Rusya’nın yaptığı şey Batı’nın seçkin kesitine meydan okumak değil; Rusya yalnızca var olma hakkını savunuyor.
Kiev şu anda ‘kirli bomba’ yapma hazırlıklarına dair tüm izleri kanıtları hasıraltı etmek için elinden geleni yapıyor. Kiev’in üstünde çalıştığı ‘kirli bombadan’ öylesine ya da sebepsiz kelam etmeye başlamadık, bombanın yaklaşık olarak nerede yapıldığını dahi biliyoruz. Nükleer yakıt kalıntılarını biraz dönüştürebilirler, Ukrayna’nın sahip olduğu teknolojiler bunu yapmalarına müsaade veriyor. daha sonra da elde ettikleri bu nükleer maddeyi Toçka-U ya da öbür bir rokete yükleyecekler, roketi patlatacaklar ve Rusya’nın (Ukrayna’ya) nükleer hücum gerçekleştirdiğini söyleyecekler. halbuki ki bizim bu biçimde bir şey yapmaya gereksinimimiz yok. Bundandır ki (Rusya Savunma Bakanı Sergey) Şoygu’ya, yabancı meslektaşlarını arayıp bu provokasyon tehdidinden bahsetmesini ben istedim.

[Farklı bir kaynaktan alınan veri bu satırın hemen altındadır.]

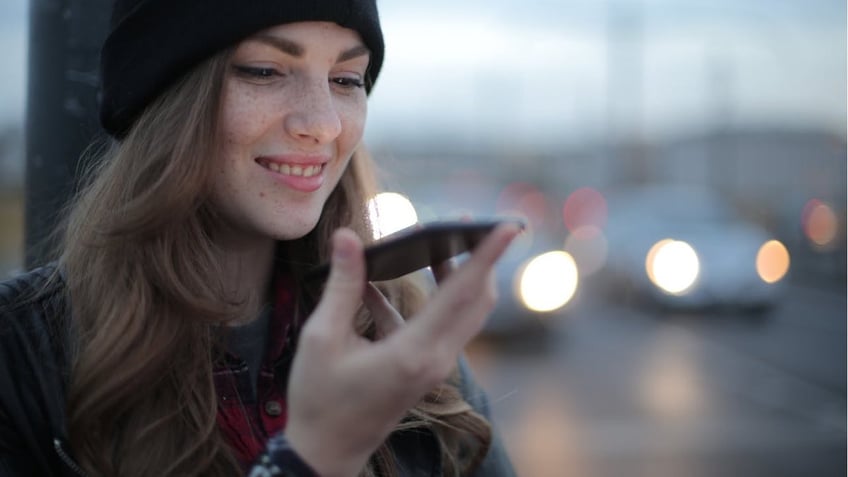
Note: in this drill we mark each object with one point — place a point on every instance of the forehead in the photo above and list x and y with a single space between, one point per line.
312 34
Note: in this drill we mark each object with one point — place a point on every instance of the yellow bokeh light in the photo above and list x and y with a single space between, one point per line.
548 281
390 212
820 223
673 266
772 261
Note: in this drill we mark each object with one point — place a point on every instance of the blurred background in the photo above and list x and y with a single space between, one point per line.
678 304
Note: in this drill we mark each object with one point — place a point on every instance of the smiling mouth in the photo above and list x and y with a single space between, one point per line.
296 170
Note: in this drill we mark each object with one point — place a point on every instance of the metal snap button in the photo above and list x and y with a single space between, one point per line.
273 408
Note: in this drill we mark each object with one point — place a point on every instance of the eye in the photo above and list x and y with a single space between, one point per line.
258 72
348 82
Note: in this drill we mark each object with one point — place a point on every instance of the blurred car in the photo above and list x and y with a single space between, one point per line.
687 247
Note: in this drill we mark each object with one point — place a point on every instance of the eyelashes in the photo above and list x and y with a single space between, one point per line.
266 74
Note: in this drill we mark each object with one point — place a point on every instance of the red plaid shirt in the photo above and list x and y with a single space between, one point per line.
248 422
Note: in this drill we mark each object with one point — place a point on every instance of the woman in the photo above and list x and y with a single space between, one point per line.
174 335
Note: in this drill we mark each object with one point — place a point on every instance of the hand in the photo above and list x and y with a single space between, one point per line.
347 393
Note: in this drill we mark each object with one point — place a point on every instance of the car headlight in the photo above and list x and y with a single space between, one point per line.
673 266
547 282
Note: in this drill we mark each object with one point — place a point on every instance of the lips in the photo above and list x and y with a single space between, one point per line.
301 173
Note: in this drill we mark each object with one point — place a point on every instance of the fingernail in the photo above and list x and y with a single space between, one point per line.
341 250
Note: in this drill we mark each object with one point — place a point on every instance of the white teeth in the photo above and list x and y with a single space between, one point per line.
294 170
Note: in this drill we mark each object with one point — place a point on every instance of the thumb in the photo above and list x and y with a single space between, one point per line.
346 283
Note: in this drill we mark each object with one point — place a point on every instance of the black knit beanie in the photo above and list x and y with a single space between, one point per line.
154 42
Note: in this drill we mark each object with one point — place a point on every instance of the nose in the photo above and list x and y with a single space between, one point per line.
313 116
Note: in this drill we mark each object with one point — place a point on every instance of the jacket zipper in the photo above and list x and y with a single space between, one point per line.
57 444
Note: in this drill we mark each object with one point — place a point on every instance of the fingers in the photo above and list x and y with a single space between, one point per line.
442 271
386 318
344 288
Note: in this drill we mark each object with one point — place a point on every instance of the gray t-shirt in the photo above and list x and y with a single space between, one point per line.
250 343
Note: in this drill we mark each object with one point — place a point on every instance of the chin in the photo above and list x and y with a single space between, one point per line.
295 229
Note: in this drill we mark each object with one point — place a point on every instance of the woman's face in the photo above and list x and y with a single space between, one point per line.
294 107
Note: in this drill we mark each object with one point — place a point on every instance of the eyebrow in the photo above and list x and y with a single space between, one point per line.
295 49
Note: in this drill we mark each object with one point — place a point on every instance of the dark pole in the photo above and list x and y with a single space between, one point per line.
64 45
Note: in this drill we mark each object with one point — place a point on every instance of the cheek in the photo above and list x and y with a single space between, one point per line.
243 116
353 123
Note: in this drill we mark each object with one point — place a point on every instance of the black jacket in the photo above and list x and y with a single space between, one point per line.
33 376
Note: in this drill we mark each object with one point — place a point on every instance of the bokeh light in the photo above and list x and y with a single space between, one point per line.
583 208
772 261
548 281
820 223
673 266
390 212
589 249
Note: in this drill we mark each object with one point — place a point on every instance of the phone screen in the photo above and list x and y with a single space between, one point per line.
419 246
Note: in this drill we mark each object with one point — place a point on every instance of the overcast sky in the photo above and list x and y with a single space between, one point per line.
572 69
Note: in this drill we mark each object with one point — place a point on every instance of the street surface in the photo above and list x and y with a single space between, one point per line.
613 390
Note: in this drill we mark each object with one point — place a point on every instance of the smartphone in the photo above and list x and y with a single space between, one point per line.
419 246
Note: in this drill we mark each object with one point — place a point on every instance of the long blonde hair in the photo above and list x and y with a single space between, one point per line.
145 287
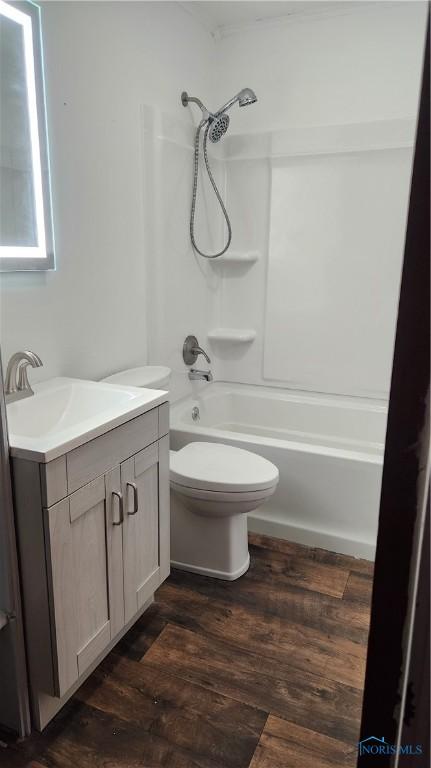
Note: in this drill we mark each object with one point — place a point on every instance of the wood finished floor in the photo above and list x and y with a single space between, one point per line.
264 672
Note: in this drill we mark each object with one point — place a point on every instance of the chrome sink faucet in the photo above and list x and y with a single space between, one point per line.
17 385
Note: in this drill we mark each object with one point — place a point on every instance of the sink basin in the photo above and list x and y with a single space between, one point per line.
64 413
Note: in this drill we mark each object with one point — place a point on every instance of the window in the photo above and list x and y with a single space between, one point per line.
26 241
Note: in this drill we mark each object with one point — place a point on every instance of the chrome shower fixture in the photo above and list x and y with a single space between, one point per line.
219 120
216 125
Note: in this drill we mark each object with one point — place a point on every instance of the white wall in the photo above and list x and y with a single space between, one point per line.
127 286
103 60
345 66
356 70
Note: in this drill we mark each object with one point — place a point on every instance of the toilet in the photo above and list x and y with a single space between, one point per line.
213 486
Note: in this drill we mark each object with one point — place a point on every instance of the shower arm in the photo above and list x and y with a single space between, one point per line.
206 114
228 105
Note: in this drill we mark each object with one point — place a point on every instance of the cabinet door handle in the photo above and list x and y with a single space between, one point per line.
135 498
121 507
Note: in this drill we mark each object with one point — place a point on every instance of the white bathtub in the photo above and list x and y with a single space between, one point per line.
329 451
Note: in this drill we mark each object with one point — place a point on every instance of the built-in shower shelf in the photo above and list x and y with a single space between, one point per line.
237 257
233 335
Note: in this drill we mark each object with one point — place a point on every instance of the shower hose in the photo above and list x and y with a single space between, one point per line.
214 186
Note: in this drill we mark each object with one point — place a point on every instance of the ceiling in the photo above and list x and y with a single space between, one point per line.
218 15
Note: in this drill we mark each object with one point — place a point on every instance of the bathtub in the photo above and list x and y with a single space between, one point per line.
328 449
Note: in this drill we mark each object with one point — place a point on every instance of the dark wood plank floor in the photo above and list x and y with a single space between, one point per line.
264 672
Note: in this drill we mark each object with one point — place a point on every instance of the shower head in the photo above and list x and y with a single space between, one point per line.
218 127
219 121
246 96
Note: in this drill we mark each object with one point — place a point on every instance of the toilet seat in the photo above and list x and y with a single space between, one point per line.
220 470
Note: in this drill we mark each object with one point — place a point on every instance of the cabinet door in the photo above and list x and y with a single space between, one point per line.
85 575
145 487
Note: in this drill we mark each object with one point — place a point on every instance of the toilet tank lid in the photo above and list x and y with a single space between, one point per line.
151 376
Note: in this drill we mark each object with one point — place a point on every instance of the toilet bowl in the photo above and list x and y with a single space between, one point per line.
213 486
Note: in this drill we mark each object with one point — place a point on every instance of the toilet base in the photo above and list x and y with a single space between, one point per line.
211 546
213 574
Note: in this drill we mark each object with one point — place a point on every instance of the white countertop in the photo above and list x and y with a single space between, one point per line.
65 413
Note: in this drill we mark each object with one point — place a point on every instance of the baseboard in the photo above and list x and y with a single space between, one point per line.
312 538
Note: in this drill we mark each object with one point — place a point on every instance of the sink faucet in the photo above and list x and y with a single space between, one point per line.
17 384
195 374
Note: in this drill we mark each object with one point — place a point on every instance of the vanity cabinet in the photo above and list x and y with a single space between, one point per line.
93 529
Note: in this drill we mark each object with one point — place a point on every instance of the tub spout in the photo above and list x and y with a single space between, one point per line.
195 375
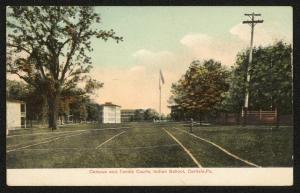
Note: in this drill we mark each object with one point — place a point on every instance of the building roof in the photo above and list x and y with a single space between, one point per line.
14 100
128 110
109 104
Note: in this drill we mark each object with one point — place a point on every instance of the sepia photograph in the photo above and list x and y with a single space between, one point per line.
149 95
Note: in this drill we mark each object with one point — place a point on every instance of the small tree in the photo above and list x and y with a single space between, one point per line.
201 88
47 48
151 114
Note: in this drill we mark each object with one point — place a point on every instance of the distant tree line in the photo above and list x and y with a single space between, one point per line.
208 88
75 106
145 115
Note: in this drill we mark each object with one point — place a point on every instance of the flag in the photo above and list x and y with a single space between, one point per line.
161 77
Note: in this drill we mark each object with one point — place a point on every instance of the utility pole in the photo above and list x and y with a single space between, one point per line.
252 22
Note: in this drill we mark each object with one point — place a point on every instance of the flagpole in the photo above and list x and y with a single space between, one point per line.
159 96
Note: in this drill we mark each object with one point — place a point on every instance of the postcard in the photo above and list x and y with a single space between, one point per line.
149 96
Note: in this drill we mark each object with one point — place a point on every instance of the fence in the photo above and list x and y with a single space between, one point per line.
261 117
255 118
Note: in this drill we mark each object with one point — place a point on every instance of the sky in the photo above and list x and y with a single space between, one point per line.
170 38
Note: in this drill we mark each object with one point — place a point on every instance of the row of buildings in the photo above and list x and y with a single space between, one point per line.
108 113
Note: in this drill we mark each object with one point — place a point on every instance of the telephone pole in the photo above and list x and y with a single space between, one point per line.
252 22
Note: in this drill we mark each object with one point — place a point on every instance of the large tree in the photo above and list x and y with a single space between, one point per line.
47 47
200 89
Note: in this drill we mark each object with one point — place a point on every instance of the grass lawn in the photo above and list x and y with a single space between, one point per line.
147 145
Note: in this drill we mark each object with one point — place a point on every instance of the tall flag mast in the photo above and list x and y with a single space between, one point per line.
161 81
252 22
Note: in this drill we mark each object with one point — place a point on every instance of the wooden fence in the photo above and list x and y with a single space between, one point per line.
261 117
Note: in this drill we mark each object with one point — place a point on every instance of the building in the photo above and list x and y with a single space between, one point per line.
127 115
110 113
15 114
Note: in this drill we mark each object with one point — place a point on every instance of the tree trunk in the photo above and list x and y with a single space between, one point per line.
53 111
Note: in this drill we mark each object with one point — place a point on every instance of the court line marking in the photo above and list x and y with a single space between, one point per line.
221 148
58 132
109 139
104 148
184 148
47 141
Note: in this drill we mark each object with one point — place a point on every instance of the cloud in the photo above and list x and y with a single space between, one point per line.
264 34
137 86
202 46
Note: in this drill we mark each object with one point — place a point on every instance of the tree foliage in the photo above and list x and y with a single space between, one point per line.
48 46
271 79
201 88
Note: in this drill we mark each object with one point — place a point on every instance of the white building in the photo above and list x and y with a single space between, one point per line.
110 113
15 114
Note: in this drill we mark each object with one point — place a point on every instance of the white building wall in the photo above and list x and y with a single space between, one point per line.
13 115
111 114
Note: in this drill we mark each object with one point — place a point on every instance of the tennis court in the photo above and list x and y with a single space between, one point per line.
150 145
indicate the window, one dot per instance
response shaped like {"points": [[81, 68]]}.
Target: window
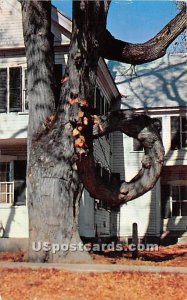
{"points": [[6, 183], [178, 132], [12, 89], [179, 200], [137, 146], [100, 103], [13, 182], [173, 201]]}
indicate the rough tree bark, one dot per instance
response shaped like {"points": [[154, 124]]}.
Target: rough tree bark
{"points": [[60, 139]]}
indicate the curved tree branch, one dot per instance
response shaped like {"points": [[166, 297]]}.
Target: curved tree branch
{"points": [[141, 127], [141, 53]]}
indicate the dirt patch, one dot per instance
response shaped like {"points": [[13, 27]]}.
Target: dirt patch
{"points": [[56, 284]]}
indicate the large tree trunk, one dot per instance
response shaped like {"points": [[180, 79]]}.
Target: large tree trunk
{"points": [[54, 189], [60, 139]]}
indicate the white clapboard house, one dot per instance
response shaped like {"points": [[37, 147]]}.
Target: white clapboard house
{"points": [[159, 89], [96, 219]]}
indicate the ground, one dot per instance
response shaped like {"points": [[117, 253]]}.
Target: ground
{"points": [[40, 284]]}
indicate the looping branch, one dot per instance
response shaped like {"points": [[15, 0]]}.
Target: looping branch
{"points": [[153, 49], [141, 127]]}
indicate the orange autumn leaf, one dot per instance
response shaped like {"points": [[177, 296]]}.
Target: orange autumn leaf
{"points": [[79, 142], [85, 121], [79, 128], [75, 132], [95, 119], [83, 103], [73, 101], [81, 114]]}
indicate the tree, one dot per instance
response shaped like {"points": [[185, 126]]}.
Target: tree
{"points": [[60, 138]]}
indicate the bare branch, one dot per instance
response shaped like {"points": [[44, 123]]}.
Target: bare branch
{"points": [[141, 53], [141, 127]]}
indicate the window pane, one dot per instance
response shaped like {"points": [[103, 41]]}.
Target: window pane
{"points": [[137, 145], [98, 101], [184, 209], [184, 139], [175, 193], [175, 124], [3, 90], [165, 201], [15, 87], [175, 133], [175, 140], [175, 209], [184, 124], [102, 105], [183, 192]]}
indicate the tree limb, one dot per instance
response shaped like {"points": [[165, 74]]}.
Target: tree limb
{"points": [[141, 127], [153, 49]]}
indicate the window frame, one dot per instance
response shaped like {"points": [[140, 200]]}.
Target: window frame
{"points": [[181, 132], [23, 90], [179, 200], [10, 185]]}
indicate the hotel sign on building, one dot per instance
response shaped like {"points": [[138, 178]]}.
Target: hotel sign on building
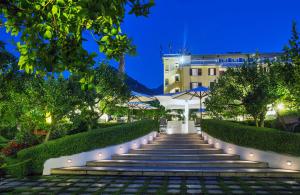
{"points": [[184, 72]]}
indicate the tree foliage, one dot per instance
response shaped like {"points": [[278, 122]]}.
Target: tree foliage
{"points": [[51, 31], [26, 100], [247, 89], [290, 68]]}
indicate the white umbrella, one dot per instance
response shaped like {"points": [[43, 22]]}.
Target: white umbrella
{"points": [[196, 93], [140, 97]]}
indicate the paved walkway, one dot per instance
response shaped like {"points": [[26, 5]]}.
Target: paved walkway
{"points": [[148, 185]]}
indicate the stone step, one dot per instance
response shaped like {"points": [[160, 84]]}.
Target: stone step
{"points": [[177, 171], [179, 135], [187, 157], [176, 151], [177, 146], [173, 142], [177, 163]]}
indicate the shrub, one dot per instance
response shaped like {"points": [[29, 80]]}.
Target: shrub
{"points": [[82, 127], [80, 142], [12, 148], [260, 138]]}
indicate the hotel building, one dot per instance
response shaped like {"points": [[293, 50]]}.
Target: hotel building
{"points": [[184, 72]]}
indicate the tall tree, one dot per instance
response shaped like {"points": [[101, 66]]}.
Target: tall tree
{"points": [[51, 31], [290, 67], [247, 89]]}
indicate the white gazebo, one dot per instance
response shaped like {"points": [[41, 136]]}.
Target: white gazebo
{"points": [[168, 101]]}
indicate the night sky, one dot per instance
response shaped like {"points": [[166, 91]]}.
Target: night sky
{"points": [[202, 26]]}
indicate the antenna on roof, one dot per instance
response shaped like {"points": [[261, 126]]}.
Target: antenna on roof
{"points": [[170, 47]]}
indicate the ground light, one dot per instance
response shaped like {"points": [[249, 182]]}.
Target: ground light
{"points": [[289, 163], [280, 106], [48, 118]]}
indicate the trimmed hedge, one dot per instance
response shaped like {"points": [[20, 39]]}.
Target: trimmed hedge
{"points": [[77, 143], [260, 138], [3, 141]]}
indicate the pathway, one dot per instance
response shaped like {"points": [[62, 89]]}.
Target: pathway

*(Rusya’nın nükleer silah kullanabileceğine ait ortaya atılan spekülasyonların sorulması karşısında) Rusya’ya gelince, bizim bir askeri doktrinimiz var, merak ediyorlarsa onu okusunlar. Kelam konusu doktrinin unsurlarında, Rusya’nın kendi egemenliğini ve toprak bütünlüğünü korumak için ve Rusya halkının güvenliğini sağlamak için ne üzere durumlarda, nasıl sebeplerle, ne üzere şeylerle alakalı olarak ve ne biçimde nükleer silah kullanmayı kabul edilebilir ve gerekli bakılırsaceği yazıyor. Dahası, dünya üstünde bir askeri gereklilik olmadan nükleer silah kullanan tek ülke ABD’dir. Hiroşima ve Nagasaki’deki sivil nüfusa karşı nükleer silah kullanımının ne üzere bir gerekliliği vardı? ABD’nin toprak bütünlüğü ya da egemenliğine yönelik bir tehdit mi vardı ortada? Natürel ki de hayır. Bunun askeri bakımdan bir gerekliliği de yoktu, çünkü o sırada Japonya’nın askeri olarak imkanları tükenmişti, direnme imkanları neredeyse sıfıra inmişti. (…) birebir vakitte, bugün Japonya’daki okul kitaplarında Hiroşima ve Nagasaki’ye kimin nükleer bomba attığına ait gerçekleri dahi yazmıyorlar. Ders kitaplarında Japonya’ya nükleer hücum düzenleyenin müttefik güçler olduğu yazıyor. ABD, Japonya’yı o denli avucunun içine almış ki, her sene bu trajediyi ansalar da ders kitaplarında dahi gerçekleri yazamıyorlar. Amerikalıları sahiden tebrik etmek gerek, bu tip numaraları onlardan örnek almak gerek, sahiden bravo.
Haber Sitelerinden Alıntı Yapılmıştır.